My Roman Catholic friend doesn’t think John Calvin was a lawfully ordained minister of the gospel. How do we respond to this? Was he ordained? If so, by whom? 


Sent from my iPhone using Tapatalk


----------



## Tom Hart (Jul 9, 2019)

Guillaume Farel

https://en.m.wikipedia.org/wiki/William_Farel

Reactions: Like 1


----------



## Guido's Brother (Jul 9, 2019)

There's not a lot of discussion on this in Calvin's biographies. The only exception I've come across is Herman J. Selderhuis, John Calvin: A Pilgrim's Life. He writes: "Calvin's situation, however, posed no problem given that the Reformation was seen by its followers as nothing but a continuation of the existing church. Already existing church offices, including the office of chaplain, remained valid. Thus, even though Calvin had formerly renounced the income of his chaplaincy, he was nevertheless in the eyes of others an experienced and viable holder of church office." (page 66)

Reactions: Like 2


----------



## alexandermsmith (Jul 10, 2019)

God.

Reactions: Like 1


----------



## TylerRay (Jul 10, 2019)

Whit said:


> My Roman Catholic friend doesn’t think John Calvin was a lawfully ordained minister of the gospel. How do we respond to this? Was he ordained? If so, by whom?
> 
> Sent from my iPhone using Tapatalk


He was tonsured at age 12, and served as a chaplain afterward.

Reactions: Like 1


----------



## Scott Bushey (Jul 10, 2019)

TylerRay said:


> tonsured



tonsure | ˈtän(t)SHər | a part of a monk's or priest's head left bare on top by shaving off the hair. • [in singular] an act of shaving the top of a monk's or priest's head as a preparation for entering a religious order. [with object] (often as adjective tonsured) shave the hair on the crown of. ORIGIN late Middle English: from Old French, or from Latin tonsura, from tondere ‘shear, clip’.

Reactions: Like 1


----------



## Tom Hart (Jul 10, 2019)

Tom Hart said:


> Guillaume Farel
> 
> https://en.m.wikipedia.org/wiki/William_Farel


It appears that this is incorrect, or at best incomplete. I thought I had read it in Williston Walker's biography of Calvin, but perhaps not.

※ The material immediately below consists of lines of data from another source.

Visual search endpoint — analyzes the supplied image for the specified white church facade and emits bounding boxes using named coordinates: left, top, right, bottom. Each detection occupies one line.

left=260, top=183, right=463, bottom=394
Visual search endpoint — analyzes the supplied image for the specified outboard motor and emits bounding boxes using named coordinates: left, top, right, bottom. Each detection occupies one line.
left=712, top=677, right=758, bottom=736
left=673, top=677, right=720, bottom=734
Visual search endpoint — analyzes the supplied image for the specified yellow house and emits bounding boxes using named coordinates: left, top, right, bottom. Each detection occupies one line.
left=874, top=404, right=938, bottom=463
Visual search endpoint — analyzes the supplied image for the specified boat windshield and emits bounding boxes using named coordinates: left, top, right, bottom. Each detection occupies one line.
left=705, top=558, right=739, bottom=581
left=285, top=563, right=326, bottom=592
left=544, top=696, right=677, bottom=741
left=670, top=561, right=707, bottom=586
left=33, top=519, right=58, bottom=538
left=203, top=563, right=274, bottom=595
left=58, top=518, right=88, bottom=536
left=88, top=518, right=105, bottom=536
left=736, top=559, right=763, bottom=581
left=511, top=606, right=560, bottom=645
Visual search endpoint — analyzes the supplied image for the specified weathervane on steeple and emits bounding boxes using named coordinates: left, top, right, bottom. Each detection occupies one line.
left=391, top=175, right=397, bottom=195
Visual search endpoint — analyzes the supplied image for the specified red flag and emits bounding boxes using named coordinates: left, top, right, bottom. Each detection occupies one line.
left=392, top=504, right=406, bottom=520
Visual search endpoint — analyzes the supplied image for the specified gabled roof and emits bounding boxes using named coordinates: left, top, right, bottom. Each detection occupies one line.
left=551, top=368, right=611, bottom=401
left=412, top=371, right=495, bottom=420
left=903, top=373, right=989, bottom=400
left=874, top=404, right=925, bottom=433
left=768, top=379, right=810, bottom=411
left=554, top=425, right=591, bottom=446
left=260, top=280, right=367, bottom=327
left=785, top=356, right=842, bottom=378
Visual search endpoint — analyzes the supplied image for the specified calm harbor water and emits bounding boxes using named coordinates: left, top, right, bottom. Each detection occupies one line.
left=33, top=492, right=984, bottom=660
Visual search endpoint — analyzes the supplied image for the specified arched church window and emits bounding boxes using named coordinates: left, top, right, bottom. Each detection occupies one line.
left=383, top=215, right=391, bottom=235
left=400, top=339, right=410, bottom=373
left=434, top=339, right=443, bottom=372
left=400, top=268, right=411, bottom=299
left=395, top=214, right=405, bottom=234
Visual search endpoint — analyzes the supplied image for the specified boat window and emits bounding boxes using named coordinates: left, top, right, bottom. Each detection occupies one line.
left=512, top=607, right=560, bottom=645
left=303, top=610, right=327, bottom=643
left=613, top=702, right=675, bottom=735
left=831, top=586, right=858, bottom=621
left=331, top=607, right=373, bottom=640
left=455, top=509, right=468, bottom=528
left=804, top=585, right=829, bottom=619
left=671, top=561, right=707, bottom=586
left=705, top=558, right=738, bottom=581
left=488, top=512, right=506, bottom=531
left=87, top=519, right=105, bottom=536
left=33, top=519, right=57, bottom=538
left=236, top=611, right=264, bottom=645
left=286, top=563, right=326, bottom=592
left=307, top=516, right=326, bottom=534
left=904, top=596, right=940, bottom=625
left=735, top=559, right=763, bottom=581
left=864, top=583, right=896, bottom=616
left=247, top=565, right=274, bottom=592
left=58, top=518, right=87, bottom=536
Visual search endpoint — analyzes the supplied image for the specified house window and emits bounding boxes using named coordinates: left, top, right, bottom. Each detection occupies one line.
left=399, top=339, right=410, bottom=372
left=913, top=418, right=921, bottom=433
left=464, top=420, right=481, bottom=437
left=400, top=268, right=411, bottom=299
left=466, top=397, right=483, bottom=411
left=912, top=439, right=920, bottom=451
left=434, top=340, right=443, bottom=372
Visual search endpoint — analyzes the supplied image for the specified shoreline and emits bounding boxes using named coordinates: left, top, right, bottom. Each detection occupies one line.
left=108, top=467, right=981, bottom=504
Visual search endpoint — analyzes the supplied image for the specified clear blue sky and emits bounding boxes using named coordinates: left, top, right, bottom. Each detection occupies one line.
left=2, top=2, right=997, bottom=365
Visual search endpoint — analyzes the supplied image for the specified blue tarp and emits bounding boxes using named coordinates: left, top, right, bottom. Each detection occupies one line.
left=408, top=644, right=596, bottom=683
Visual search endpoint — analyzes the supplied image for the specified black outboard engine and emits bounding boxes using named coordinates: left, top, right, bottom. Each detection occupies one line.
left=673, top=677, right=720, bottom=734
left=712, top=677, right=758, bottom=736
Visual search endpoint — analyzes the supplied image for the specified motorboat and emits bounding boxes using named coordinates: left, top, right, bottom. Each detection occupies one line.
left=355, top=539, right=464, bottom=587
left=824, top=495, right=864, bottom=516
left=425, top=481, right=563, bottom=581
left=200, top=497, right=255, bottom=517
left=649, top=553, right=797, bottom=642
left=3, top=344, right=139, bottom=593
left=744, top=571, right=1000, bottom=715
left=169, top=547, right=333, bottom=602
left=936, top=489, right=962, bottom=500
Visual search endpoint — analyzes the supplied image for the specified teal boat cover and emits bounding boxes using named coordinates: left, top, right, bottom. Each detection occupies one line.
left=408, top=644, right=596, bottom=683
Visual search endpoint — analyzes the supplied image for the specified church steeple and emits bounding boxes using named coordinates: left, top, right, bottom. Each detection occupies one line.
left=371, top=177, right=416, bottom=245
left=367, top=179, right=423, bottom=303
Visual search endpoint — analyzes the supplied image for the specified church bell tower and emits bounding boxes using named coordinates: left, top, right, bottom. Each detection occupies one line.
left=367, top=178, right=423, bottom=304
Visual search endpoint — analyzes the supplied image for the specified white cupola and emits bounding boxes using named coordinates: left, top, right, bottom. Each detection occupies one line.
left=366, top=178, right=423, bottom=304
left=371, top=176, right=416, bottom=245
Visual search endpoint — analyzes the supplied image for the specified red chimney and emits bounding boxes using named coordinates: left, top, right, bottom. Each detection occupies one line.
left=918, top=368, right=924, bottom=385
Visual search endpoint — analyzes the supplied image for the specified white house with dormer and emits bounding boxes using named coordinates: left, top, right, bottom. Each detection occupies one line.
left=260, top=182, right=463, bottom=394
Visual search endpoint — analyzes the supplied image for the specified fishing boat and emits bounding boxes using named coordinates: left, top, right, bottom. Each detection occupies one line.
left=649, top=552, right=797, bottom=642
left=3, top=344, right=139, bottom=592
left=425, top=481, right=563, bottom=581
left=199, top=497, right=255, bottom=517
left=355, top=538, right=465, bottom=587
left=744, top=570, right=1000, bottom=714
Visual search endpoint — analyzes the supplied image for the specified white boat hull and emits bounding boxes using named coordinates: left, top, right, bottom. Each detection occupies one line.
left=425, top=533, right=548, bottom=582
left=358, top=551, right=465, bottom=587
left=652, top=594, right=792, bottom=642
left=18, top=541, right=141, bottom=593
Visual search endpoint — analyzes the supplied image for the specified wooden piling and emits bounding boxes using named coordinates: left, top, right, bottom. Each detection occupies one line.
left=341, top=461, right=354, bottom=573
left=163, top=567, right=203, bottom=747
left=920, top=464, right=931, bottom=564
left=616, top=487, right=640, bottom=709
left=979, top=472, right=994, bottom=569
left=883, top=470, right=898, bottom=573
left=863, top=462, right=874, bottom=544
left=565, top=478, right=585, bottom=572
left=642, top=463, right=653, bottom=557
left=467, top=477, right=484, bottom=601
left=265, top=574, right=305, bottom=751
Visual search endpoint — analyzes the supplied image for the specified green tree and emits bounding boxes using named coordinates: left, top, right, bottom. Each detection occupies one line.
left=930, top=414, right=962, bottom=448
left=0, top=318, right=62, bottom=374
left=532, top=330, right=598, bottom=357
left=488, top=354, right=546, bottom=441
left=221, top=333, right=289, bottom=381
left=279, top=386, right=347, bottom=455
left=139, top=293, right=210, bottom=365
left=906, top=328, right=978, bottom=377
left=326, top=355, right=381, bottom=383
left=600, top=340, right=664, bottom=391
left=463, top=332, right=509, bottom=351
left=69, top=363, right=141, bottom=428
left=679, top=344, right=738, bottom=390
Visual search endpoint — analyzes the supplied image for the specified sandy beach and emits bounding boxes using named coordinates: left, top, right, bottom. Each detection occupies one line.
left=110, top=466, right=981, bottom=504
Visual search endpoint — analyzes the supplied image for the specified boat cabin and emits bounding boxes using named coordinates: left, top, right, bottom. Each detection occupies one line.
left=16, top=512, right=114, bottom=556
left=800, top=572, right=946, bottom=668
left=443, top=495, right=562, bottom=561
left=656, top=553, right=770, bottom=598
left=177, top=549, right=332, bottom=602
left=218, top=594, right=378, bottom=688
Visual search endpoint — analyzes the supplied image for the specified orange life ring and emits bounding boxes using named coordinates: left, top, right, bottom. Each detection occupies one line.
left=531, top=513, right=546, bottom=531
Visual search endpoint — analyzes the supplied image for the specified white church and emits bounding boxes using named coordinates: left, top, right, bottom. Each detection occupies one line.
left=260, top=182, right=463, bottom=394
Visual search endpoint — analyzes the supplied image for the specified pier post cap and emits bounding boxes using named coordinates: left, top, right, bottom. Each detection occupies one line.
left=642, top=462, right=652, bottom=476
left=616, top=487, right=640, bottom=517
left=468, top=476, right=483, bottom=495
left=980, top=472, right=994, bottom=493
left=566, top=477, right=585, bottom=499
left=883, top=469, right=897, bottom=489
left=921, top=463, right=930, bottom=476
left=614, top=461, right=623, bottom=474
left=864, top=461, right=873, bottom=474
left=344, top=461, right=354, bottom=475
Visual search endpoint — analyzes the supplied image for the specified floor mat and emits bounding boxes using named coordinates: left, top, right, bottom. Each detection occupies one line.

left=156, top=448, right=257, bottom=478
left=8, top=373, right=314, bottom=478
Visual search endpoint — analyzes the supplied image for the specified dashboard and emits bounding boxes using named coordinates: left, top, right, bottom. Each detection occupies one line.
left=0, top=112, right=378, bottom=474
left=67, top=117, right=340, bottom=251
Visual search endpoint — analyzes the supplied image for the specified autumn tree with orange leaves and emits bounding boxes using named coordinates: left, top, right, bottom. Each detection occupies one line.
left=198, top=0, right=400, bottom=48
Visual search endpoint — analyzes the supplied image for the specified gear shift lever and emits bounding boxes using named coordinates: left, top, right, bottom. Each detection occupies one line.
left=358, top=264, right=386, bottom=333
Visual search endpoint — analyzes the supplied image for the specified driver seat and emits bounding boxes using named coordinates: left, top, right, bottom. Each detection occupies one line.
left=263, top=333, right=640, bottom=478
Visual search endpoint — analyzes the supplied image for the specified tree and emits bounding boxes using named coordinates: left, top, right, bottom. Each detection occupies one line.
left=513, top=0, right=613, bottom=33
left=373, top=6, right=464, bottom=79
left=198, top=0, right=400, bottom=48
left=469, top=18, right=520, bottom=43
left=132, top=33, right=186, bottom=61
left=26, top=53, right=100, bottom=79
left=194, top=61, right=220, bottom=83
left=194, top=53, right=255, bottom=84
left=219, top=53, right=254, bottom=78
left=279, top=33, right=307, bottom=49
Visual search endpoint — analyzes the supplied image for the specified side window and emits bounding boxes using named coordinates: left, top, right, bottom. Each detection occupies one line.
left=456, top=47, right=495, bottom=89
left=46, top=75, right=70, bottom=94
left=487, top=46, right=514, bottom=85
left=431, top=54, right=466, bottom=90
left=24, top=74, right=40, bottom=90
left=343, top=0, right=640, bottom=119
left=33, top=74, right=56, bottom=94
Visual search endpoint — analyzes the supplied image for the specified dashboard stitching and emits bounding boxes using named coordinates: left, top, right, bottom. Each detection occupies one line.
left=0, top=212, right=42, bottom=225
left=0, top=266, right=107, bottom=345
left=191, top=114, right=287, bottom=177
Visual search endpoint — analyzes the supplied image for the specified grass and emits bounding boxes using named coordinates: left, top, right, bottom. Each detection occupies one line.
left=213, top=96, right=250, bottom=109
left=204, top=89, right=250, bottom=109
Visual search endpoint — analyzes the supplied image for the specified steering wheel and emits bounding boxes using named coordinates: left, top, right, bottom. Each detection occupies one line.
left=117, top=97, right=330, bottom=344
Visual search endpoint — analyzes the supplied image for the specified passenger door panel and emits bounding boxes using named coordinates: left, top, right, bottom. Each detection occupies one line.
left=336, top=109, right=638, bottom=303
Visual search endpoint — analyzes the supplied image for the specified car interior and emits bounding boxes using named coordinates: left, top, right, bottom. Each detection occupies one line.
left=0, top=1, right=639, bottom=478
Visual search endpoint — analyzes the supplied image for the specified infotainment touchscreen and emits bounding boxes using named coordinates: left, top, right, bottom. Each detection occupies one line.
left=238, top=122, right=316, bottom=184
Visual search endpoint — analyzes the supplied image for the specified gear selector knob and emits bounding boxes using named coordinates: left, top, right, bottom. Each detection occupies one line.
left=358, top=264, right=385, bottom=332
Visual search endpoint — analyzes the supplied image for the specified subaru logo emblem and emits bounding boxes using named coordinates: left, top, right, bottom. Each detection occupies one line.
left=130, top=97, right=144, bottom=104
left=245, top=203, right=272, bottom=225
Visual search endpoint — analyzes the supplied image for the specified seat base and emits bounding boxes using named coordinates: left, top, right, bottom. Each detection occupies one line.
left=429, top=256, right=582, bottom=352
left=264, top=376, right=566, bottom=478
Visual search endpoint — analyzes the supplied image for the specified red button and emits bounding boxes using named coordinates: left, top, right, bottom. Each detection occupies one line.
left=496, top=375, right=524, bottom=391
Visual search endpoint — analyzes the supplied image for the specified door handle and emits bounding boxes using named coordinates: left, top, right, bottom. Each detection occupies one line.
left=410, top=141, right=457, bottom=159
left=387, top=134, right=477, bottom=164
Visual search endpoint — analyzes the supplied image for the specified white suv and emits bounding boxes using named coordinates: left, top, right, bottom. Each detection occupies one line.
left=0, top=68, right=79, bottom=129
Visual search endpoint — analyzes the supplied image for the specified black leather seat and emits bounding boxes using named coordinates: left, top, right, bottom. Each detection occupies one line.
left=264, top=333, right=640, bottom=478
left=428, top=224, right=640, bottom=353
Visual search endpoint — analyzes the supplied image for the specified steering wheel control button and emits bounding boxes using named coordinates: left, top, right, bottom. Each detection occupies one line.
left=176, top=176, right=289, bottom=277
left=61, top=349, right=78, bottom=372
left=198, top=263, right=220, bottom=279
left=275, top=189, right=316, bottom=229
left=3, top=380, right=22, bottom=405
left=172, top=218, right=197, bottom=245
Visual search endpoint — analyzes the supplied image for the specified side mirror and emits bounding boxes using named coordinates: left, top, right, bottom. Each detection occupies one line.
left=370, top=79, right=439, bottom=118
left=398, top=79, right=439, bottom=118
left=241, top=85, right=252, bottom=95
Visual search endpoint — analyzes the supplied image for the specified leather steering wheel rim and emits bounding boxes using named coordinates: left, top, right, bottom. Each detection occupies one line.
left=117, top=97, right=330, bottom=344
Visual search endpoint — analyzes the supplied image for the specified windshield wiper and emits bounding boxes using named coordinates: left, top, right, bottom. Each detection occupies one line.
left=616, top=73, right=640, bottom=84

Apparently there's no very hard evidence one way or the other, but there are references to Calvin being "authorized" by the presbytery, and Calvin himself thought highly of the importance of ordination. Also, from what I've read, nowhere among Sadoleto's criticisms of Calvin is any mention of lack of ordination.

Reactions: Like 1


----------



## Logan (Jul 10, 2019)

Almost certainly the Presbytery of Geneva.

https://www.logcollegepress.com/blog/2018/7/25/was-john-calvin-ordained

Reactions: Like 2


----------



## Contra_Mundum (Jul 10, 2019)

Related to the above from Logan, here is Th.Smyth's comments, see from p.84
https://static1.squarespace.com/static/590be125ff7c502a07752a5b/t/5a03d3bf0d9297d316867eef/1510200271427/Smyth,+Thomas,+Calvin+and+His+Enemies.pdf

Reactions: Like 2


----------



## Whit (Jul 10, 2019)

Thank you so much for this!


----------